New Observations on the Architecture of the Gournia Shrine (20 min)

Presenters

D. Matthew Buell, Concordia University; Kevin T. Glowacki, Texas A&M University; and Nancy L. Klein, Texas A&M University

Abstract

As the first postpalatial cult building to be discovered on Crete, the Late Minoan IIIB shrine at Gournia has played an important role in studies of Minoan religion, both as an example of an “independent bench sanctuary” of the “Goddess with Upraised Arms” and as an architectural precedent for more recently excavated cult buildings in eastern Crete. Factors that challenge a full understanding of the architecture, however, include a lack of stratigraphy due to shallow deposition and bioturbation observed at the time of excavation (1901), the relatively poor preservation of the walls, and mid-20th century consolidation and conservation efforts that now partially obscure most wall faces and joins. Based upon a program of architectural study conducted as one part of the Gournia Excavation Project, this paper presents a new plan of the shrine and discusses issues of wall construction and sequencing that provide new insights into the complex building history of this part of the site. For example, our analysis shows that the LM IIIB shrine clearly reuses and modifies several earlier neopalatial (and perhaps even protopalatial) walls.
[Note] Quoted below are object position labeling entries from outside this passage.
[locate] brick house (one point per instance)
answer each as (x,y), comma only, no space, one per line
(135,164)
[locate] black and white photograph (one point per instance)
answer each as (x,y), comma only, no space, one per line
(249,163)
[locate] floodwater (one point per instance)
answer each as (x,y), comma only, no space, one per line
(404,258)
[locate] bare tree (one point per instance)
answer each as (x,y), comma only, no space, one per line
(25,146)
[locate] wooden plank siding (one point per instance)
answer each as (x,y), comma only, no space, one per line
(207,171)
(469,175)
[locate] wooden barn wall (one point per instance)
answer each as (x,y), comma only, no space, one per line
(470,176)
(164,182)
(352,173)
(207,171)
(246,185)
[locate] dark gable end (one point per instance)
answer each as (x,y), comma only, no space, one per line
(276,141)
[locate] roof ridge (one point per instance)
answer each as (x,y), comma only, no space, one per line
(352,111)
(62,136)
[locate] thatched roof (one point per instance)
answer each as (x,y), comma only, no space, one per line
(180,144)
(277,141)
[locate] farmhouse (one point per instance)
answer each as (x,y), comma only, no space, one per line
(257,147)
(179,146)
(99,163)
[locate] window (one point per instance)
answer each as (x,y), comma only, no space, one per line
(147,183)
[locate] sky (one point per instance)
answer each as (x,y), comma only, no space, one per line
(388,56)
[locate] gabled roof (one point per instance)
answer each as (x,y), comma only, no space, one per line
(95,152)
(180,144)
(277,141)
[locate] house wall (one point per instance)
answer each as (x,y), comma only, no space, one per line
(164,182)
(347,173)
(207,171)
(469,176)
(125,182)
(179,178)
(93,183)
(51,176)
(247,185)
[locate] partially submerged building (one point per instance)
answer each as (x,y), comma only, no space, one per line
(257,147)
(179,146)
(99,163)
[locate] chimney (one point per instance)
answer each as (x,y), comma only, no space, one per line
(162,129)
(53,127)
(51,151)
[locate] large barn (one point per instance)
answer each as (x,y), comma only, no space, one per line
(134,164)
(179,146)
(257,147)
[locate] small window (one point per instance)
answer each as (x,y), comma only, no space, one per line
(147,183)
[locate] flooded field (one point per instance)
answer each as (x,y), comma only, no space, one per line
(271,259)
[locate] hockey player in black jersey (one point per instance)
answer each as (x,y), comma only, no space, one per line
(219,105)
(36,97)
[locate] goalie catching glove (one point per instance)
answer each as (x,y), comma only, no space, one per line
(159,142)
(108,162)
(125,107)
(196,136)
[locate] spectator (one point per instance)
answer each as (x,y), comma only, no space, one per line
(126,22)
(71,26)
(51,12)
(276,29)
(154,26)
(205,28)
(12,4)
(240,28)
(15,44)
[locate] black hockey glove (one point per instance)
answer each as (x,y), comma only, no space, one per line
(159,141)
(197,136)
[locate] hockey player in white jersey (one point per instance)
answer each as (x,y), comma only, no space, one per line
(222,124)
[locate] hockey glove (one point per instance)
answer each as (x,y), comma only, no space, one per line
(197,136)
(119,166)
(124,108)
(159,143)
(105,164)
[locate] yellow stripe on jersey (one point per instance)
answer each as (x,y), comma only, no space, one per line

The built feature in the southwest corner of the room can be interpreted either as a shallow bench that originally extended along the entire inner face of the south wall or as a wall from an earlier phase whose upper surface was reused as a bench in LM IIIB. The “buttress” in the southeast corner may have been constructed to reinforce the preexisting (neopalatial?) south wall or functioned as a tall platform. The paper also considers the purpose and meaning of this building within the settlement, including questions of both when and why it was constructed on this location, and discusses the architecture and associated artifacts of the Gournia shrine within the context of other postpalatial cult buildings on Crete.